Console errors on failure. Biloba streams the page's console output to the GinkgoWriter as it happens, but on a failure the originating console.error (say, the exception behind a React error boundary) is easily lost in the timeline. So whenever a spec fails Biloba also replays every console.error/console.assert the page logged during the spec, gathered across all tabs, under "Console errors logged before this failure" at the top of the failure block - usually the fastest path to the root cause. (This requires no configuration and rides along with the failure-artifact hook.)

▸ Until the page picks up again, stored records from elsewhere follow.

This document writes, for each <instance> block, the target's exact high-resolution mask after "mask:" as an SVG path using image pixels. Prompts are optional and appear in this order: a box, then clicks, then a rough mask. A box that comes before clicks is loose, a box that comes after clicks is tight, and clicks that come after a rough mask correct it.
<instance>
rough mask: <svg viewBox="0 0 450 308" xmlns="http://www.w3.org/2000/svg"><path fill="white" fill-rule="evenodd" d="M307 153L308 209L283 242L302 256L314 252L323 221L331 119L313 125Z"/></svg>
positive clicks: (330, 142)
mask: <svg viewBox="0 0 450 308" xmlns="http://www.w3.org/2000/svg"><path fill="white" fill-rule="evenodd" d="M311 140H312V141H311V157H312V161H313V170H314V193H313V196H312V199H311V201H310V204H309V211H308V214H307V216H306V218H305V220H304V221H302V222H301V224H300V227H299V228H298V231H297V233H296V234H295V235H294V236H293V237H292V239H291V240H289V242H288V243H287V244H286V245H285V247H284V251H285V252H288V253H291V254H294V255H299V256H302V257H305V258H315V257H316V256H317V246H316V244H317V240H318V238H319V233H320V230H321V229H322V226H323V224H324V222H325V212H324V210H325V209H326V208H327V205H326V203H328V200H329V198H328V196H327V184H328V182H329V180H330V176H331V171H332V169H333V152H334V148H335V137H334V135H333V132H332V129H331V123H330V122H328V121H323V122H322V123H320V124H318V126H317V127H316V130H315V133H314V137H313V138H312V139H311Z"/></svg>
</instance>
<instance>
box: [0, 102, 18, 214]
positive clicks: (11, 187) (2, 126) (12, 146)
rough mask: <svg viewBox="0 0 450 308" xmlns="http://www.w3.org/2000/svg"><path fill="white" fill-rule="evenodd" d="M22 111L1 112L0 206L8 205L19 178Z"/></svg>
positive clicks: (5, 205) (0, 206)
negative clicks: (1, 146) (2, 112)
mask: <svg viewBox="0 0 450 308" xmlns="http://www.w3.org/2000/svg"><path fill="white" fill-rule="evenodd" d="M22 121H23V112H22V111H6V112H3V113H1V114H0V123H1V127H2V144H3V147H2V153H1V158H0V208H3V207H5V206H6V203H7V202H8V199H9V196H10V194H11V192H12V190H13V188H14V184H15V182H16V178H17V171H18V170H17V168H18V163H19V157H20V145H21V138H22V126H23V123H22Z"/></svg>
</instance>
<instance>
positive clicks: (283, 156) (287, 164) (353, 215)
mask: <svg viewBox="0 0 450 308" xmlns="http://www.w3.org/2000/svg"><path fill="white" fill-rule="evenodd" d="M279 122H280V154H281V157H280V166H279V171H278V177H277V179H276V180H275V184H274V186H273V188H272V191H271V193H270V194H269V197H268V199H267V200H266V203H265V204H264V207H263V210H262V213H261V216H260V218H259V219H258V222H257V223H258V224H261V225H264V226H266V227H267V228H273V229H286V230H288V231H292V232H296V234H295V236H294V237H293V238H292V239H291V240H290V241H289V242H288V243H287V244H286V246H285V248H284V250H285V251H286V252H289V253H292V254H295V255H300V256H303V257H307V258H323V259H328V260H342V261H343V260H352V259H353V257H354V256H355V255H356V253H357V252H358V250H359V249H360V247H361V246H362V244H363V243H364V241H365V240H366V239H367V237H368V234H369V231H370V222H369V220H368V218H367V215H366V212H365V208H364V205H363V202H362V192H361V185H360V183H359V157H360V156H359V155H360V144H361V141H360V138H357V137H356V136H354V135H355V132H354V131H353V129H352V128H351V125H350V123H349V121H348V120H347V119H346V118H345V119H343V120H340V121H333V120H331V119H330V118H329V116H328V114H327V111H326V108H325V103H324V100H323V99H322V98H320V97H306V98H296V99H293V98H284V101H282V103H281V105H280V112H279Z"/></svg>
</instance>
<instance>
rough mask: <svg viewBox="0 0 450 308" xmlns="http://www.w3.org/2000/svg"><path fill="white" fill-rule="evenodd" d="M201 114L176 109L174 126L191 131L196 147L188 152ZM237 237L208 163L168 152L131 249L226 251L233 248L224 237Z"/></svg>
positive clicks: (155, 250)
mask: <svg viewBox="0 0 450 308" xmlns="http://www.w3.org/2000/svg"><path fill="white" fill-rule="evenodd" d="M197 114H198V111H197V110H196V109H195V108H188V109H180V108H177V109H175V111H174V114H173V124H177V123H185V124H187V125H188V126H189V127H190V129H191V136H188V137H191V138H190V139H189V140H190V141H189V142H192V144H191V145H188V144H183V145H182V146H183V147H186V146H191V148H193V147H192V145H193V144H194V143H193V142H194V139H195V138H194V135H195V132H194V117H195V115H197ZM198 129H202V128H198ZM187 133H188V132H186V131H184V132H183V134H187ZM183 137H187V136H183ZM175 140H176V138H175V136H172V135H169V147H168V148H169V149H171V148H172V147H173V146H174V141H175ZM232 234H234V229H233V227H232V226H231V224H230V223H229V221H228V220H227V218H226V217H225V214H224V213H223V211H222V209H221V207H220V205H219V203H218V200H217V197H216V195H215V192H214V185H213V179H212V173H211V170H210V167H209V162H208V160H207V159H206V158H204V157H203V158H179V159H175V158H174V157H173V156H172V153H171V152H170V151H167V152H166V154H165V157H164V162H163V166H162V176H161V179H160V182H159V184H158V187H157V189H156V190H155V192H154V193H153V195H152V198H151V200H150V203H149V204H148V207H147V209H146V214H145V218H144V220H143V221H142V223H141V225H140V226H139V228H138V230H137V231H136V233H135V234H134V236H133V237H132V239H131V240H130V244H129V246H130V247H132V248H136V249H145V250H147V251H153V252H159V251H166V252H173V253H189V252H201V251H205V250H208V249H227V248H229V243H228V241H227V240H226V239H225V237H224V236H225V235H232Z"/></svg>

You can also call b.Outline() directly in a spec to capture a snapshot at any point:

AddReportEntry("DOM before click", b.Outline(), ReportEntryVisibilityFailureOrVerbose)
b.Click("#submit")

Accessibility Outline

b.A11yOutline() is a companion to b.Outline(). Instead of the raw DOM, it returns the page's accessibility tree as indented text - one line per node, showing each node's ARIA role and accessible name:

fmt.Println(b.A11yOutline())

RootWebArea "My App"
  heading "Welcome"
    StaticText "Welcome"
  textbox "Search"
  button "Submit"

This is the same role/name view a screen reader works from (and that reasoning models increasingly rely on), so it's often more useful than raw HTML for understanding a page: nodes that are ignored for accessibility (and presentational InlineTextBox noise) are elided, while semantics like roles, names, and values are surfaced. Use it when you want to reason about what the page means rather than how it's marked up. Like Outline(), the output is capped at ~32 KB. It is not auto-attached on failure - call it explicitly when you want it.

Configuration

Both SpinUpChrome and ConnectToChrome support a variety of configuration options.

SpinUpChrome(GinkgoT(), ...) accepts a set of SpinUpOptions:

For example, to watch the browser by running headful (which implies high fidelity):

SpinUpChrome(GinkgoT(), biloba.ChromeFlags(chromedp.Flag("headless", false)))

and sit back and watch those windows appear and disappear as you run your specs. (You can also just set BILOBA_INTERACTIVE=true - see Debugging.)

ConnectToChrome(GinkgoT(), ...) supports a more limited set of options that are more specific to Biloba. Here's a quick summary:

The boolean options take an optional bool β€” calling them with no argument means true, and you pass false to turn the feature off (e.g. BilobaConfigFailureScreenshots(false)).

Debugging

The configuration outlined above has to be added to your code. But sometimes you just want to focus a single failing test, run chrome with headless mode turned off, watch as the test fails, and then play with the browser. You can do this by setting the BILOBA_INTERACTIVE=true environment variable:

BILOBA_INTERACTIVE=true ginkgo

Biloba will run with headless set to false and will emit the failure message when a spec fails and then pause until you send a ^C signal to end the suite. You should generally do this with a small handful of focused spec and only in serial (running in non-headless mode in parallel is... a lot).